No other innovation has so quickly altered as many aspects of modern society as the automobile. America is a car culture and you only need look to suburbia to see how integral the automobile is to life as we know it. In the first installment of our “How the Automobile Shaped America” series, we take a look at four ways the automobile shaped modern suburbs.
Everyone can point to small ways cars impact their lives on a personal level. Without a car, Americans would have fewer monthly bills to pay, but most would also have difficulty getting to the office on time. It’s interesting to consider whether all 300 million Americans would be here today without the invention that helped make the American Dream possible.
Roughly 50 percent of Americans live in suburban communities—that’s over 150 million people, according to the Census Bureau. For most of these individuals and families, the automobile is a necessity. From business to pleasure, here are four ways the automobile has shaped the landscape of everyday suburban life.
The Mobile Middle Class
In 1931, James Truslow Adams first defined the American Dream as a “life [made] better and richer and fuller for everyone, with opportunity for each according to ability or achievement, regardless of social class or circumstances of birth.”
Nowhere did Adams mention the motorcar as a necessity for making the dream possible. Nor did he mention single-family homes, refrigerators or televisions. But in the 1950s these things, along with washing machines and white picket fences, came to define the iconic image of a modern nuclear family that had realized Adams’ ideal.

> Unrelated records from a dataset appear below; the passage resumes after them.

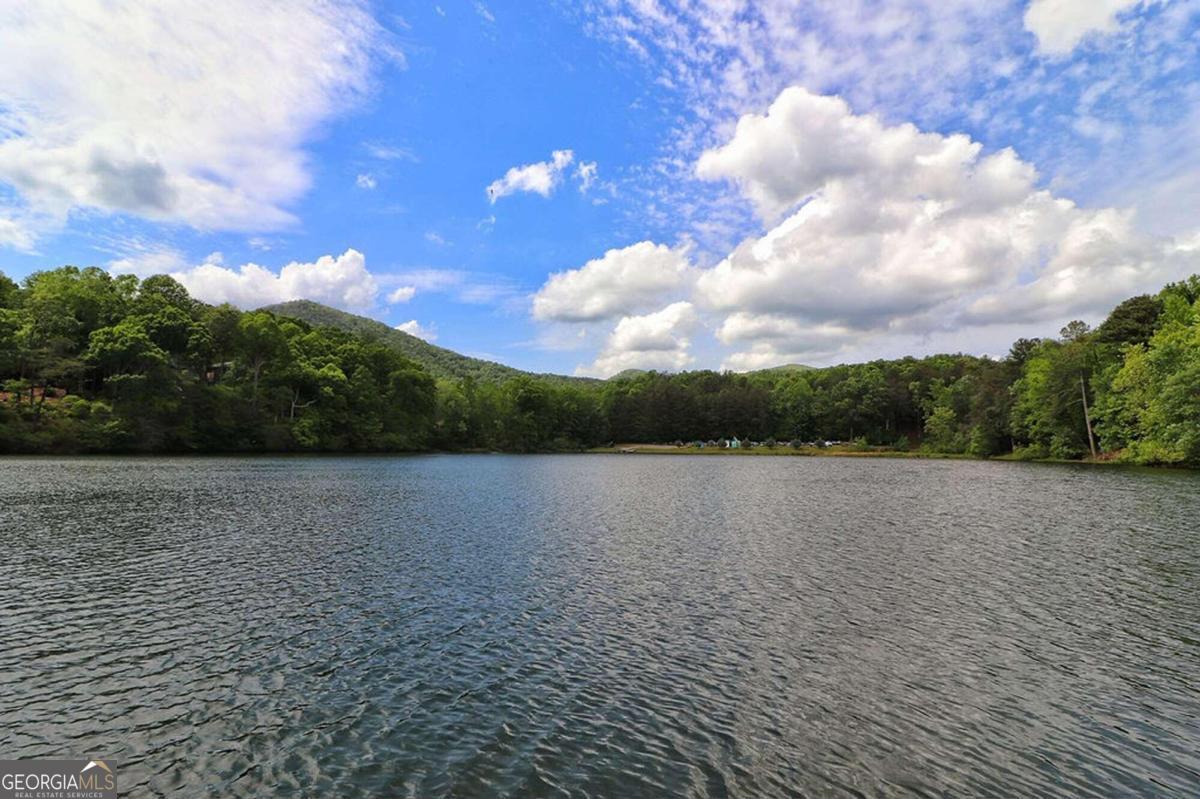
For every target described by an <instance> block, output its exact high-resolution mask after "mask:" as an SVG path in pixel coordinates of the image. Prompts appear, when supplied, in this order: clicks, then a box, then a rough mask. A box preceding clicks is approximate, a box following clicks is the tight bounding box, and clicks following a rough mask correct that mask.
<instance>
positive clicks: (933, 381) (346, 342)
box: [0, 266, 1200, 465]
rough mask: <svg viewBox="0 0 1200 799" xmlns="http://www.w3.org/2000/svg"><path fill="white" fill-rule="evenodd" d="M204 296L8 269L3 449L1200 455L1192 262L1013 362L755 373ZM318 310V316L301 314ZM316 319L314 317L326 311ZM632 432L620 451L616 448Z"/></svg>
mask: <svg viewBox="0 0 1200 799" xmlns="http://www.w3.org/2000/svg"><path fill="white" fill-rule="evenodd" d="M276 311H277V313H274V312H271V311H251V312H244V311H239V310H236V308H234V307H232V306H228V305H224V306H216V307H214V306H209V305H205V304H203V302H198V301H196V300H193V299H192V298H190V296H188V295H187V292H186V290H185V289H184V288H182V287H181V286H180V284H179V283H176V282H175V281H174V280H172V278H170V277H166V276H155V277H149V278H146V280H145V281H140V282H139V281H138V280H137V278H136V277H132V276H113V275H110V274H109V272H106V271H104V270H100V269H94V268H92V269H77V268H73V266H65V268H61V269H56V270H50V271H44V272H37V274H35V275H31V276H30V277H28V278H25V280H24V281H23V282H22V283H20V284H17V283H14V282H13V281H11V280H8V278H7V277H4V275H0V452H220V451H238V452H252V451H421V450H431V449H442V450H503V451H580V450H583V449H589V447H605V446H610V447H611V446H612V443H613V441H641V443H660V444H665V443H677V444H678V445H679V446H677V447H673V449H674V450H678V451H689V452H704V453H710V452H714V451H716V450H720V449H724V447H722V446H720V445H730V444H731V443H732V441H734V440H736V441H737V443H738V444H737V447H731V449H736V450H737V451H739V452H758V453H780V452H785V451H786V452H794V453H814V452H822V453H841V455H866V456H870V455H889V456H900V455H906V456H910V457H919V456H932V455H954V456H961V457H997V456H1001V457H1006V458H1021V459H1044V458H1052V459H1079V458H1090V459H1091V458H1094V459H1104V461H1117V462H1133V463H1148V464H1192V465H1195V464H1200V277H1192V278H1189V280H1188V281H1183V282H1180V283H1174V284H1171V286H1168V287H1166V288H1164V289H1163V290H1162V292H1160V293H1159V294H1158V295H1154V296H1150V295H1144V296H1138V298H1133V299H1130V300H1128V301H1126V302H1123V304H1121V305H1120V306H1118V307H1117V308H1115V310H1114V311H1112V313H1111V314H1110V316H1109V317H1108V319H1106V320H1105V322H1104V323H1103V324H1102V325H1099V326H1098V328H1097V329H1096V330H1090V329H1088V328H1087V325H1084V324H1082V323H1072V324H1070V325H1068V326H1067V328H1064V329H1063V330H1062V332H1061V334H1060V336H1057V337H1054V338H1042V340H1021V341H1018V342H1016V343H1015V344H1014V346H1013V348H1012V350H1010V352H1009V354H1008V355H1007V356H1006V358H1004V359H1001V360H992V359H988V358H976V356H972V355H934V356H929V358H922V359H916V358H905V359H899V360H892V361H872V362H869V364H856V365H842V366H834V367H828V368H816V370H810V368H802V367H791V368H776V370H766V371H761V372H751V373H748V374H734V373H718V372H707V371H702V372H684V373H679V374H664V373H658V372H630V373H628V374H623V376H618V377H617V378H613V379H610V380H606V382H599V380H578V379H571V378H563V377H558V376H538V374H529V373H523V372H518V371H516V370H511V368H510V367H505V366H502V365H498V364H490V362H486V361H476V360H473V359H467V358H464V356H461V355H458V354H456V353H452V352H451V350H445V349H442V348H436V347H431V346H426V344H424V342H419V343H414V342H415V341H416V340H410V337H407V336H403V335H402V334H400V335H396V336H390V335H386V331H389V330H390V329H388V328H386V325H382V324H380V323H377V322H373V320H368V319H364V318H361V317H355V316H353V314H347V313H344V312H341V311H335V310H332V308H325V307H324V306H319V305H316V304H311V302H296V304H288V305H284V306H280V307H277V308H276ZM296 317H304V318H296ZM314 323H319V324H314ZM614 449H619V447H614Z"/></svg>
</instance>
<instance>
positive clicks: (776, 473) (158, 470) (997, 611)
mask: <svg viewBox="0 0 1200 799" xmlns="http://www.w3.org/2000/svg"><path fill="white" fill-rule="evenodd" d="M0 547H2V552H4V558H2V563H0V757H8V758H16V757H22V758H24V757H56V756H89V755H90V756H97V757H106V756H107V757H108V758H109V762H110V763H112V762H113V761H115V764H116V768H115V770H116V774H118V777H119V780H120V781H121V786H122V791H124V793H122V795H172V797H174V795H220V797H238V795H244V797H260V795H295V797H310V795H322V797H334V795H336V797H358V795H364V797H366V795H388V797H439V795H454V797H476V795H478V797H485V795H516V797H586V795H590V797H643V795H644V797H660V795H661V797H667V795H672V797H673V795H689V797H725V795H737V797H793V795H881V794H882V795H978V797H988V795H992V797H1008V795H1014V794H1015V795H1048V794H1073V795H1097V797H1100V795H1164V794H1171V793H1174V794H1178V795H1186V794H1190V795H1194V794H1195V791H1196V786H1198V785H1200V475H1198V474H1190V473H1178V471H1147V470H1123V469H1116V468H1085V467H1069V465H1037V464H1018V463H988V462H961V461H906V459H857V458H856V459H850V458H803V457H778V458H769V457H679V456H599V455H594V456H414V457H328V458H325V457H294V458H266V457H263V458H239V457H230V458H156V459H150V458H146V459H143V458H55V459H41V458H7V459H0Z"/></svg>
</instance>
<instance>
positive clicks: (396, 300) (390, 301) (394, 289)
mask: <svg viewBox="0 0 1200 799" xmlns="http://www.w3.org/2000/svg"><path fill="white" fill-rule="evenodd" d="M415 295H416V287H415V286H401V287H400V288H397V289H394V290H392V292H390V293H389V294H388V305H400V304H401V302H408V301H409V300H412V299H413V298H414V296H415Z"/></svg>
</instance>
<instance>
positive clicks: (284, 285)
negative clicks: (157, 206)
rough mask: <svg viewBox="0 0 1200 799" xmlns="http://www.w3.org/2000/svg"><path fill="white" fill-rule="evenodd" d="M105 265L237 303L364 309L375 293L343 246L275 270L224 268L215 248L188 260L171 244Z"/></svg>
mask: <svg viewBox="0 0 1200 799" xmlns="http://www.w3.org/2000/svg"><path fill="white" fill-rule="evenodd" d="M109 268H110V269H112V270H113V271H118V272H132V274H137V275H139V276H143V277H145V276H148V275H155V274H166V275H170V276H172V277H174V278H175V280H176V281H179V282H180V283H182V284H184V287H185V288H186V289H187V292H188V293H190V294H191V295H192V296H194V298H196V299H198V300H203V301H205V302H211V304H221V302H229V304H232V305H235V306H238V307H240V308H258V307H262V306H264V305H272V304H275V302H286V301H288V300H313V301H314V302H323V304H325V305H332V306H335V307H338V308H346V310H350V311H365V310H368V308H371V307H372V306H373V305H374V302H376V296H377V295H378V293H379V287H378V283H377V282H376V278H374V276H373V275H372V274H371V272H368V271H367V266H366V257H365V256H364V254H362V253H361V252H359V251H358V250H347V251H346V252H343V253H342V254H341V256H322V257H320V258H318V259H317V260H314V262H311V263H300V262H292V263H290V264H287V265H284V266H283V268H282V269H280V271H277V272H276V271H272V270H270V269H268V268H266V266H260V265H258V264H253V263H250V264H242V265H241V266H238V268H229V266H226V265H224V264H223V259H222V258H221V254H220V253H214V254H211V256H209V257H208V258H206V259H205V260H204V263H202V264H198V265H194V266H192V265H187V264H186V262H185V259H184V258H182V256H180V254H179V253H178V252H175V251H173V250H149V251H146V252H143V253H139V254H137V256H136V257H131V258H122V259H119V260H114V262H113V263H112V264H109Z"/></svg>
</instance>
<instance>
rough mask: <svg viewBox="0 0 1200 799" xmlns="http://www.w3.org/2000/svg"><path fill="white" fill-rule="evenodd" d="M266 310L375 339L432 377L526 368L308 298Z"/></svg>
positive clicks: (582, 380) (590, 381) (500, 371)
mask: <svg viewBox="0 0 1200 799" xmlns="http://www.w3.org/2000/svg"><path fill="white" fill-rule="evenodd" d="M264 311H269V312H271V313H274V314H275V316H277V317H288V318H292V319H299V320H301V322H305V323H307V324H310V325H312V326H314V328H337V329H338V330H344V331H347V332H352V334H356V335H359V336H361V337H364V338H367V340H371V341H377V342H379V343H382V344H386V346H388V347H391V348H394V349H395V350H396V352H398V353H400V354H402V355H404V356H406V358H408V359H410V360H413V361H416V362H418V364H420V365H421V366H424V367H425V370H426V371H427V372H428V373H430V374H432V376H433V377H434V378H451V379H463V378H472V379H473V380H475V382H478V383H503V382H505V380H511V379H514V378H518V377H522V376H527V374H528V373H527V372H522V371H521V370H515V368H512V367H511V366H504V365H502V364H494V362H492V361H484V360H480V359H476V358H467V356H466V355H460V354H458V353H455V352H452V350H449V349H445V348H443V347H436V346H433V344H431V343H428V342H425V341H421V340H420V338H418V337H416V336H410V335H409V334H407V332H403V331H402V330H396V329H394V328H389V326H388V325H385V324H384V323H382V322H378V320H376V319H367V318H365V317H358V316H354V314H353V313H346V312H344V311H338V310H337V308H330V307H329V306H324V305H320V304H318V302H311V301H308V300H293V301H290V302H281V304H278V305H272V306H268V307H266V308H264ZM532 377H542V378H546V379H550V380H552V382H556V383H557V382H563V383H576V384H588V383H596V382H595V380H584V379H580V378H564V377H559V376H557V374H542V376H532Z"/></svg>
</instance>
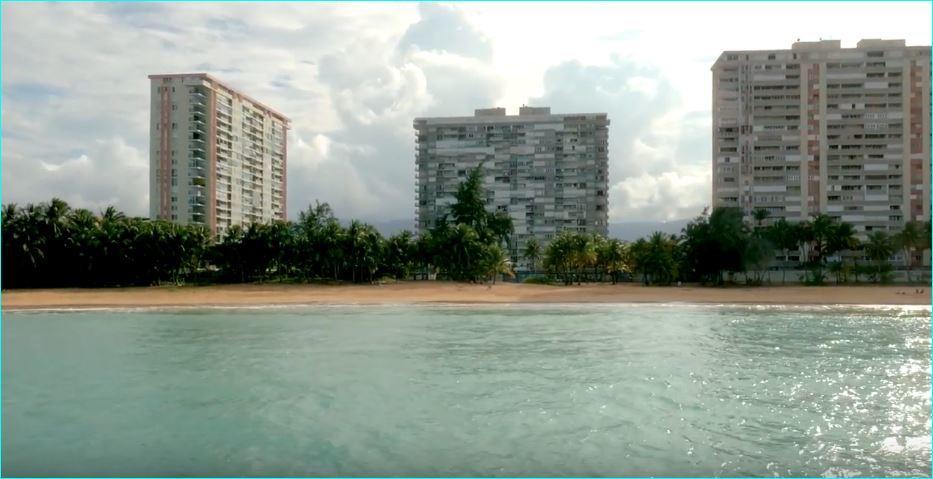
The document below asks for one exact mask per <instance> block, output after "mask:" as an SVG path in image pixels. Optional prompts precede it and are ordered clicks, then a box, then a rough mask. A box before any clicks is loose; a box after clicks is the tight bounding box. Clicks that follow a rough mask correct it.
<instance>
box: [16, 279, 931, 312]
mask: <svg viewBox="0 0 933 479" xmlns="http://www.w3.org/2000/svg"><path fill="white" fill-rule="evenodd" d="M917 289H918V288H917V287H915V286H914V287H912V286H879V285H861V286H824V287H804V286H775V287H759V288H740V287H728V288H711V287H698V286H682V287H673V286H672V287H645V286H641V285H638V284H631V283H626V284H618V285H610V284H584V285H582V286H549V285H533V284H514V283H500V284H496V285H473V284H462V283H448V282H439V281H418V282H401V283H392V284H381V285H337V286H328V285H283V284H269V285H262V284H248V285H218V286H182V287H177V286H159V287H148V288H109V289H44V290H42V289H40V290H11V291H4V292H3V293H2V295H0V302H2V306H3V310H17V309H44V308H104V307H158V306H256V305H272V304H424V303H461V304H471V303H490V304H495V303H669V302H683V303H737V304H891V305H897V304H907V305H929V304H930V289H929V288H923V293H917V292H916V291H917Z"/></svg>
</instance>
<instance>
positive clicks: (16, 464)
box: [2, 304, 931, 476]
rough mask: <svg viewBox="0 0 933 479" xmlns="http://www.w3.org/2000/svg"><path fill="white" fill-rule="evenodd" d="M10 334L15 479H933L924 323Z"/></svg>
mask: <svg viewBox="0 0 933 479" xmlns="http://www.w3.org/2000/svg"><path fill="white" fill-rule="evenodd" d="M3 319H4V321H3V457H2V459H3V462H2V467H3V471H2V472H3V474H4V475H40V476H41V475H63V474H64V475H130V476H134V475H166V476H172V475H180V474H186V475H254V476H255V475H259V476H294V475H299V476H303V475H323V476H337V475H416V476H418V475H442V476H443V475H456V476H460V475H467V476H487V475H504V476H528V475H576V476H581V475H582V476H605V475H609V476H632V475H637V476H645V475H662V476H669V475H699V476H704V475H720V476H749V475H754V476H762V475H768V476H772V475H781V476H821V475H826V476H841V475H845V476H850V475H862V476H904V475H910V476H929V475H930V473H931V461H930V454H931V447H930V428H931V424H930V414H931V410H930V396H931V394H930V393H931V391H930V311H929V309H928V308H910V307H906V308H905V307H841V306H840V307H756V306H698V305H697V306H691V305H631V304H624V305H592V306H590V305H587V306H584V305H562V306H554V305H549V306H546V307H544V306H519V305H513V306H469V307H465V306H430V307H429V306H423V307H403V306H391V307H375V306H367V307H363V306H354V307H350V306H347V307H324V306H318V307H303V308H266V309H262V308H260V309H215V310H207V309H205V310H176V311H166V310H162V311H160V310H148V311H146V310H136V311H85V312H78V311H63V312H8V313H5V314H4V315H3Z"/></svg>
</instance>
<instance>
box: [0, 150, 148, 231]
mask: <svg viewBox="0 0 933 479" xmlns="http://www.w3.org/2000/svg"><path fill="white" fill-rule="evenodd" d="M86 146H87V149H86V150H83V151H81V152H80V153H77V154H74V155H73V156H65V155H64V154H62V155H61V156H65V157H64V159H63V160H61V161H56V162H50V161H46V160H43V159H41V158H29V157H25V156H23V155H22V154H20V153H18V152H17V151H16V149H13V151H12V152H10V153H6V152H5V153H4V155H3V191H4V194H5V197H4V201H5V202H7V201H8V198H9V192H10V191H13V192H15V196H14V197H13V198H12V202H20V203H27V202H28V203H39V202H43V201H48V200H49V199H51V198H52V197H53V196H54V197H58V198H61V199H63V200H65V201H67V202H68V203H70V204H71V205H72V206H80V207H83V208H90V209H92V210H95V211H96V210H101V209H104V208H106V207H107V206H110V205H119V206H120V208H121V209H124V210H126V211H127V212H129V213H130V214H133V215H140V216H146V215H148V212H149V158H148V151H142V150H140V149H138V148H136V147H134V146H131V145H128V144H127V143H126V142H125V141H124V140H122V139H120V138H112V139H105V140H97V141H95V142H93V143H91V144H87V145H86ZM4 149H6V142H4ZM48 156H49V157H59V155H48Z"/></svg>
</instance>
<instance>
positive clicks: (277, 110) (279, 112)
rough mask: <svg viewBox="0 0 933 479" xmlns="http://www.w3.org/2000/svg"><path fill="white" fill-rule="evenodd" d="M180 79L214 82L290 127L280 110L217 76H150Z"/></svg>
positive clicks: (175, 75) (208, 73) (180, 75)
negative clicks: (267, 104) (244, 99)
mask: <svg viewBox="0 0 933 479" xmlns="http://www.w3.org/2000/svg"><path fill="white" fill-rule="evenodd" d="M178 77H200V78H203V79H205V80H208V81H211V82H213V83H214V84H217V85H220V86H222V87H224V88H225V89H227V90H230V91H232V92H234V93H236V94H237V95H240V96H241V97H243V98H245V99H247V100H249V102H250V103H252V104H253V105H256V106H257V107H259V108H260V109H262V110H265V111H266V112H268V113H269V114H270V115H272V116H275V117H277V118H279V119H280V120H282V121H284V122H285V125H286V126H288V125H289V122H290V120H289V119H288V117H287V116H285V115H284V114H283V113H281V112H279V111H278V110H276V109H274V108H272V107H270V106H268V105H266V104H265V103H262V102H260V101H258V100H256V99H255V98H253V97H251V96H249V95H247V94H245V93H243V92H242V91H240V90H239V89H238V88H234V87H232V86H230V85H229V84H227V83H226V82H224V81H222V80H220V79H219V78H217V77H215V76H213V75H211V74H209V73H203V72H202V73H164V74H157V75H149V79H150V80H157V79H160V78H178Z"/></svg>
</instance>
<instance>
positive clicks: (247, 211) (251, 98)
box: [149, 73, 288, 235]
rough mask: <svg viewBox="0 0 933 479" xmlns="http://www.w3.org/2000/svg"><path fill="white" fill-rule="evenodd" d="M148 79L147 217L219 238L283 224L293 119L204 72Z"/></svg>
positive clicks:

This new, “mobile middle class” became the backbone of a contemporary and prosperous American culture that, 50 years later, is still the envy of the world. Yet none of it would have been possible without the automobiles that provided an essential link for working fathers (and later, mothers) commuting to and from well-paying jobs in the city.
Roads. Roads. Roads.
“In 1898, there were fewer than 30 working automobiles in the United States,” writes Bill Bryson in Made in America. “Within a little over a decade there were not just 700 cars in America, but 700 American car factories…despite the fact that there weren’t any good roads in the country to drive on.”
Until the 1950s, road building in America was a project plagued by fits and starts. The success of Henry Ford’s Model T had millions of Americans clamoring for the government to get involved in the business of making roads. Congress even passed the Federal Aid Road Act of 1916, a program designed to assist state highway agencies in road improvement. But before the plan could get off the ground, the United States entered World War I and the initiative was delayed.
Road building became a priority after the war thanks to the passing of the Federal Highway Act of 1921. This provided funding to help state highway agencies construct a paved system of two-lane interstate highways, a project that continued, but on a smaller scale, through the Depression due to state and federally funded road projects designed to keep Americans working. But then World War II broke out and again the road building was put on hold.
It was only after President Dwight D. Eisenhower signed the Federal-Aid Highway Act of 1956 that the interstate program we know today truly got under way. According to the Federal Highway Administration, there are now 2,734,102 miles of paved public roads (and 1,324,245 miles of unpaved public roads) in the United States.
By connecting cities to suburbs, goods to the marketplace and millions of people to jobs, this complex infrastructure has become the cornerstone of the American economy and, by default, our modern American culture.
The Commerce of the Countryside
Is there any job in the country that isn’t touched in some way by the automobile? Some 88 percent of Americans drive their cars to work. Many of these jobs—like the 1.7 million people who are employed by the auto industry (Center for Automotive Research) and the 9.2 million people are employed in jobs directly related to the oil and gas industry (American Petroleum Institute)—have a direct connection to cars.
For every other business the connection might be slightly less obvious, but it’s still undeniable. A study by the American Public Transportation Association has shown that the average one-car family in America spends more every year on transportation-related costs than they do on food.
Suburban streets are lined with businesses that would not exist (and may never have been conceived or created) if not for the automobile. Grocery store chains, fast food franchises, movie theatres, strip malls, gas stations, shopping centers: it might seem easier to try to come up with business that don’t rely on automobile traffic to bring customers or to move and sell goods and services. That is, until you try.
Art and Culture
Without cars there would never have been any drive-in restaurants. No road trips. No “happy days” parking at Inspiration Point or cruising with friends on a Friday night.
Thanks to the automobile, suburban entertainment was brought to a new level of importance in daily life during the 1950s. Some have even argued that rock ‘n’ roll started with a song about a car: Ike Turner’s “Rocket 88.” The automobile made the drive-in movie possible and it was a staple of Friday night entertainment for decades. From Rebel Without a Cause to Kerouac’s On The Road, cars are the narrative mover of countless screenplays and American literary classics.
Whether you believe American music, literature or film plays the most influential role in American art and popular culture, it’s hard to imagine what any of these would look like today were it not for the car.